Combinational Design
Move from a logic requirement to a truth table, a simplified expression and a VHDL implementation.
What combinational logic does
A combinational circuit produces an output that depends only on its current inputs. It stores no state. When inputs change, signals propagate through gates, then the output stabilizes after a finite delay.
Classic examples:
- multiplexer;
- decoder;
- comparator;
- adder;
- flag computation;
- bus selection logic.
The design method is the same for a small circuit and for a more realistic VHDL block.
Design method
- Define the inputs and outputs precisely.

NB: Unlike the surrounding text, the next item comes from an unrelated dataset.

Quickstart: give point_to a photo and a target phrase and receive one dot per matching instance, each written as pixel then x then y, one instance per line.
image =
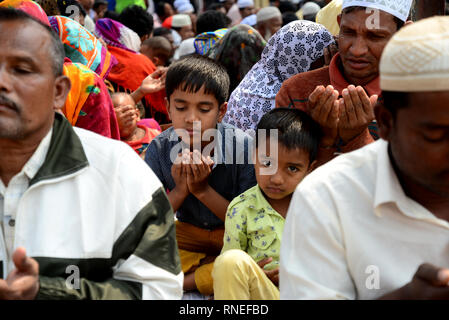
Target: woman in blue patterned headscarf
pixel 291 50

- Write the truth table or the useful cases.
- Derive a logic expression.
- Simplify if it clarifies the circuit.
- Write the VHDL.
- Simulate the important cases.
On an FPGA, the synthesizer already simplifies many expressions. Manual simplification is mostly useful for understanding, documentation and avoiding ambiguous cases.
Example: majority detector
The output Y must be 1 if at least two inputs among A, B, C are 1.
| A | B | C | Y |
|---|---|---|---|
| 0 | 0 | 0 | 0 |
| 0 | 0 | 1 | 0 |
| 0 | 1 | 0 | 0 |
| 0 | 1 | 1 | 1 |
| 1 | 0 | 0 | 0 |
| 1 | 0 | 1 | 1 |
| 1 | 1 | 0 | 1 |
| 1 | 1 | 1 | 1 |
Sum-of-products expression:
Y = A·B + A·C + B·CVHDL implementation:
o_y <= (i_a AND i_b) OR
(i_a AND i_c) OR
(i_b AND i_c);This expression maps to three simple conditions: each input pair can activate the output.
Multiplexer
A multiplexer selects one input among several. For a 2-to-1 MUX:
| SEL | Y |
|---|---|
| 0 | A |
| 1 | B |
Expression:
Y = (NOT SEL AND A) OR (SEL AND B)Readable VHDL:
o_y <= i_b when i_sel = '1' else i_a;Conditional style is usually clearer than a gate expression when the intent is selection.
Decoder
A decoder activates one output according to an input value. Example: decode two bits into four lines.
with i_sel select
o_y <= "0001" when "00",
"0010" when "01",
"0100" when "10",
"1000" when others;This block is common for selecting a register, generating enables or building a simple interface.
Don't-care conditions
Some input combinations may never occur. These are often called don't cares. They can help simplify a function, but they must be used carefully.
Example: a valid BCD digit goes from 0000 to 1001. Values 1010 to 1111 may be considered invalid if the circuit guarantees they never occur.
Good practice:
- use don't cares for reasoning;
- write defined VHDL behavior for every value;
- verify invalid values in simulation.
with i_bcd select
o_valid <= '1' when "0000" | "0001" | "0010" | "0011" | "0100" |
"0101" | "0110" | "0111" | "1000" | "1001",
'0' when others;Watch for unintended latches
In a combinational process, each output must receive a value on every path. Otherwise, the synthesizer may infer unwanted memory.
process(all)
begin
o_y <= '0';
if i_enable = '1' then
o_y <= i_a AND i_b;
end if;
end process;The default value makes the behavior complete and avoids an implicit dependency on the previous value of o_y.
Key points
- A truth table turns a logic requirement into verifiable cases.
- A gate expression should be readable, not only minimal.
- Multiplexers, decoders and comparators are common combinational building blocks.
- In combinational VHDL, covering every case avoids unintended memory.